User manual
22
In het leerpakket zijn weerstanden in drie verschillende waarden opgenomen:
Waarde 1. Ring
(tien)
2. Ring
(één)
3. Ring
(multipl.)
4. Ring
(tolerantie
)
Toepassing
220 Ohm Rood Rood Bruin Goud
Voorweerstand voor
LED's
1 kilo-ohm Bruin zwart Rood Goud
Beveiligingsweerstand
voor GPIO-ingangen
10 kilo-ohm Bruin zwart Oranje Goud
Pull-down-weerstand
voor GPIO-ingangen
Tab. 2.2: Kleurcodes van de weerstanden in het leerpakket.

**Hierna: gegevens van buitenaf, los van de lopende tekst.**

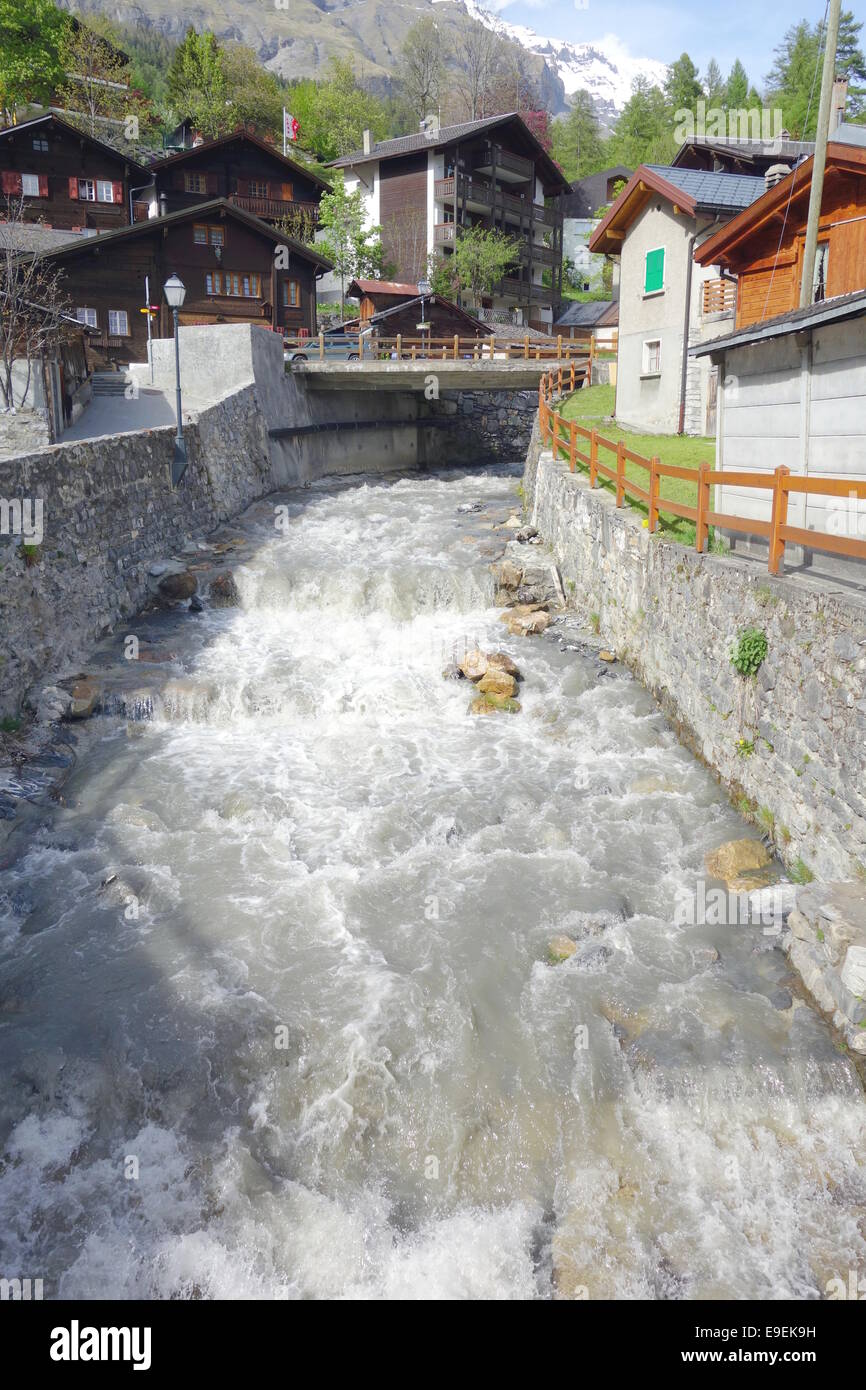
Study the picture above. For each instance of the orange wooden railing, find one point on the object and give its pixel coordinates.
(401, 348)
(562, 437)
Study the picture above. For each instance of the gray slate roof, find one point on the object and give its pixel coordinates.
(34, 236)
(584, 316)
(841, 306)
(406, 143)
(713, 192)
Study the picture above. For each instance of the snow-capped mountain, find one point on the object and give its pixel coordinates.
(603, 68)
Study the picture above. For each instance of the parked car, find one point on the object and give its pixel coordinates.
(339, 346)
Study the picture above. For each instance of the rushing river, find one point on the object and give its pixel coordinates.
(277, 1015)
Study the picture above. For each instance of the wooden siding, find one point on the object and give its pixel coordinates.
(770, 273)
(113, 277)
(403, 214)
(68, 157)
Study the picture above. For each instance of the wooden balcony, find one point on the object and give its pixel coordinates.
(719, 296)
(273, 209)
(513, 168)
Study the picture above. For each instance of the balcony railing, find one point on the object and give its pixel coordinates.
(492, 156)
(719, 296)
(275, 207)
(483, 193)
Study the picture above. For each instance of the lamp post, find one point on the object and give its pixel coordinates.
(175, 293)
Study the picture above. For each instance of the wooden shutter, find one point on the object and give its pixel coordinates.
(654, 278)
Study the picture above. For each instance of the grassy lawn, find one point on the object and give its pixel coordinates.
(590, 407)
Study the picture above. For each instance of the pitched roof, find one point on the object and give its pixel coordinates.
(691, 192)
(744, 152)
(451, 135)
(592, 314)
(843, 306)
(34, 236)
(81, 135)
(216, 205)
(731, 242)
(195, 150)
(381, 287)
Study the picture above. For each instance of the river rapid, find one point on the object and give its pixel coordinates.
(277, 1009)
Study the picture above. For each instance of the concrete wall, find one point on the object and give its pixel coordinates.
(673, 616)
(651, 403)
(797, 401)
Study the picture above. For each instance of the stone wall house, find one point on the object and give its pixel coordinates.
(793, 391)
(666, 303)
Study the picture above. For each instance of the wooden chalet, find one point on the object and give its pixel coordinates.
(248, 171)
(225, 257)
(68, 178)
(762, 248)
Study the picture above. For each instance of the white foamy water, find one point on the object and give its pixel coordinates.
(307, 1041)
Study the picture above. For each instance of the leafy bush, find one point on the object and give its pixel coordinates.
(749, 651)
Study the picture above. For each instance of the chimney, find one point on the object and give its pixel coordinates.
(840, 102)
(774, 175)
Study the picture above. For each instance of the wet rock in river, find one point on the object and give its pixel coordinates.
(496, 683)
(736, 859)
(223, 591)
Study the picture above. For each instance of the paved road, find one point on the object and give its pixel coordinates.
(116, 414)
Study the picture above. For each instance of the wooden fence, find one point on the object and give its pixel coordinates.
(373, 346)
(563, 435)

Let vooral bij de 1-kilo-ohm- en 10-kilo-ohm-weerstanden nauwkeurig op de kleuren. Deze kunnen
gemakkelijk worden verwisseld.
2.2 LED aansluiten
Aan de GPIO-poorten kunnen LED's (LED = Light Emitting Diode) worden aangesloten voor lichtsignalen en
lichteffecten. Hierbij moet tussen de gebruikte GPIO-pin en de anode van de LED een 220-ohm-
voorweerstand (rood-rood-bruin) worden ingebouwd, om de doorgevoerde stroom te begrenzen en hiermee
doorbranden van de LED te voorkomen. Daarnaast beveiligt de voorweerstand tevens de GPIO-uitgang van de
Raspberry Pi, omdat de LED in doorstroomrichting nauwelijks weerstand biedt en daarom de GPIO-poort bij
verbinding met massa snel overbelast zou kunnen worden. De kathode van de LED verbindt men met de
aardleiding op pin 6.
In welke richting moet de LED aangesloten?
De beide aansluitdraden van een LED zijn verschillend van lengte. De langere van de twee is de pluspool,
de anode, de kortere de kathode. Eenvoudig te onthouden: Het plusteken heeft één streep meer dan het
minteken en maakt hiermee de draad iets langer. Bovendien zijn de meeste LED's aan de minkant
afgevlakt, net als een minteken. Eenvoudig te onthouden: Kathode = kort = kant
Sluit als eerste een LED via een 220-ohm-voorweerstand (rood-rood-bruin) op een +3,3-V-aansluiting (pin 1)
aan en verbind de minpool van de LED met de aardleiding (pin 6), zoals in de afbeelding weergegeven.